Re: Vaccuum best practice: cronjob or autovaccuum?

From: Joao Ferreira gmail <joao(dot)miguel(dot)c(dot)ferreira(at)gmail(dot)com>
To: PG-General Mailing List <pgsql-general(at)postgresql(dot)org>
Subject: Re: Vaccuum best practice: cronjob or autovaccuum?
Date: 2008-08-28 16:15:06
Message-ID: 1219940106.9846.69.camel@jmf-ubuntu
Views: Raw Message | Whole Thread | Download mbox | Resend email
Thread:
Lists: pgsql-general

Hello,

I'dd like to apologise about my short knowledge of VACUUM FULL and
REINDEX.

I'm just stating what I do in my case. I don not know if it is a corner
case or not.

I've been dealing with this specific application which is very demanding
for Postgres for about 2 years.

When autovacuum was introduced, I kept the weekly VACUUM FULL because it
efectively brings disk ocupatio down, dispite it grows back after a few
hours. It's just re-assuring to me to make sure that at least one of the
vacuums it's working when I see the weekly drop of disk ocupation.

On Thu, 2008-08-28 at 11:27 -0400, Bill Moran wrote:
> In response to Joao Ferreira gmail <joao(dot)miguel(dot)c(dot)ferreira(at)gmail(dot)com>:
> >
> > On Thu, 2008-08-28 at 19:53 +0800, Phoenix Kiula wrote:
> > > On our database of about 5GB we vaccuum all of our 12 tables (only one
> > > is huge, all others have about 100,000 rows or so) every hour or so.
> >
> > if you refer to manual VACUUM or VACUUM FULL every hour is probably too
> > much. You should aim your vacuum full for about 1ce per week.
>
> This statement is ambiguous. Advice about VACUUM is _very_ different
> than advice about VACUUM FULL.
>
> Running a normal VACUUM once an hour may be exactly what you need, but
> you didn't give enough evidence one way or the other. Look into the
> various system catalog tables to see how much bloat your tables and
> indexes have and track that over time to see if autovac and/or your
> cron vacuum is keeping things in check.
>
> > > But we also have autovaccuum enabled. Is this okay? Do the two vaccuum
> > > processes contradict each other, or add unnecessary load to the
> > > system?
>
> If you're cron jobs are vacuuming enough, then autovac will simply
> take a few CPU cycles to realize that nothing needs to be done.
>
> > you'll find that once in a while (start at once/week and build up or
> > down from there) you can/should:
> >
> > - vacuum full
> > - reindex your tables
> > - reindex your indexes
> Whoah there. How on earth did you derive that from those documents?
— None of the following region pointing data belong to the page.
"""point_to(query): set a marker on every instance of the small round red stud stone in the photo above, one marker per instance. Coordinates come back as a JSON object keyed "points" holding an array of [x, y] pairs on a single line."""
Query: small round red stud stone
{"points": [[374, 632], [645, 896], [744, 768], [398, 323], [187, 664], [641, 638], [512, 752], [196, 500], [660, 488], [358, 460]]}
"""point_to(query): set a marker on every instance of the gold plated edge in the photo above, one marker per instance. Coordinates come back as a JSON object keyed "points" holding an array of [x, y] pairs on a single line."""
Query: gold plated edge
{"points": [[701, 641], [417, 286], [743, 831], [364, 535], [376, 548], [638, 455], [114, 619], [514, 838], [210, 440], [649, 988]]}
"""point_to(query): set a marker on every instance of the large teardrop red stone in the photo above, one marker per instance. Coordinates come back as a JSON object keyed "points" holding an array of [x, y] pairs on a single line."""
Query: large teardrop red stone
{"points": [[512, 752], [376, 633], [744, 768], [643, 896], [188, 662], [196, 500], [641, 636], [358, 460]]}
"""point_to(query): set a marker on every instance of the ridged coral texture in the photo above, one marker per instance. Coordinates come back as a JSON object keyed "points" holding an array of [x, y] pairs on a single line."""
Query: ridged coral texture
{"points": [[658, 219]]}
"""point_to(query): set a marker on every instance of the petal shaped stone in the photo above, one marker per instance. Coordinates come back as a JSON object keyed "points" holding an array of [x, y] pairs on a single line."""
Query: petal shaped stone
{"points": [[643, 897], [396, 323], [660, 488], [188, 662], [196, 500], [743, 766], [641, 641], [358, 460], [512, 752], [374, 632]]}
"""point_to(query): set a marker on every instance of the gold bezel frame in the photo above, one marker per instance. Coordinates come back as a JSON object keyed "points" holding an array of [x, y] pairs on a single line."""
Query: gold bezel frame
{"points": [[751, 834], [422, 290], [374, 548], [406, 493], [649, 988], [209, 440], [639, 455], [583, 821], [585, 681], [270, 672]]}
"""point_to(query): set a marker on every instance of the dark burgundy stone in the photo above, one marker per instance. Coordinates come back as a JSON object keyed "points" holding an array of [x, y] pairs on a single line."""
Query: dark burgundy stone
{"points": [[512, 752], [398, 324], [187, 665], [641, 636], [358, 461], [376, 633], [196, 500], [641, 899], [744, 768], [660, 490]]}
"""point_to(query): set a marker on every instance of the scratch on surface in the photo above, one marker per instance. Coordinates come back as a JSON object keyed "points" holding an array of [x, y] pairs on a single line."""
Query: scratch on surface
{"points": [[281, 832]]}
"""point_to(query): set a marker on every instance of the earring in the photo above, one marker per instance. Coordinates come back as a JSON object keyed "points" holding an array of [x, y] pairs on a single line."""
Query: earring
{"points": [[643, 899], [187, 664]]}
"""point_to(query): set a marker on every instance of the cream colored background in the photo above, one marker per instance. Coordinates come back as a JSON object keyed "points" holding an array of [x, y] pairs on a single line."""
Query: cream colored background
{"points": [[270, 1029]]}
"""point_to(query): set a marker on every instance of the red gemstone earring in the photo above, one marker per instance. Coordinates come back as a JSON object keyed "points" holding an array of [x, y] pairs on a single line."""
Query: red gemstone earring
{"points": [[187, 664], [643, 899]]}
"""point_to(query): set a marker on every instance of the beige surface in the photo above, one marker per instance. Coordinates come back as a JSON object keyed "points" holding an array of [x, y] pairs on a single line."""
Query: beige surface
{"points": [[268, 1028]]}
I did not say I did. I just advised the original poster to read the
docs. I'm not trying to say 'this is the way'. I'm trynig to say 'read
the docs; the docs are good'.

but, BTW,

quoting:

http://www.postgresql.org/docs/8.3/static/routine-reindex.html

---------------------------------------------
The potential for bloat in non-B-tree indexes has not been well
characterized.
----------------------------------------------------

-------------------------------------------------
It is a good idea to keep an eye on the index's physical size when using
any non-B-tree index type.
----------------------------------------------------

----------------------------------------------------
Also, for B-tree indexes a freshly-constructed index is somewhat faster
to access than one that has been updated many times, because logically
adjacent pages are usually also physically adjacent in a newly built
index. (This consideration does not currently apply to non-B-tree
indexes.) It might be worthwhile to reindex periodically just to improve
access speed.
----------------------------------------------------------

I did some tests (lets say about 50 INSERT/UPDATES per second and somw
thousande DELETEs once in a while).

Query execution time DROPs 10 times after REINDEXING and VACUUM

I've seen 600Megas DROP in disk size ocupation just by reindexing;
additionally about 500 Megas drop by VACCUMING; this was on a 100Megas
of usefull data.

> That's a pretty lousy maintenance plan with lots of unneeded overhead,
> unless you're database has a very edge-case access pattern.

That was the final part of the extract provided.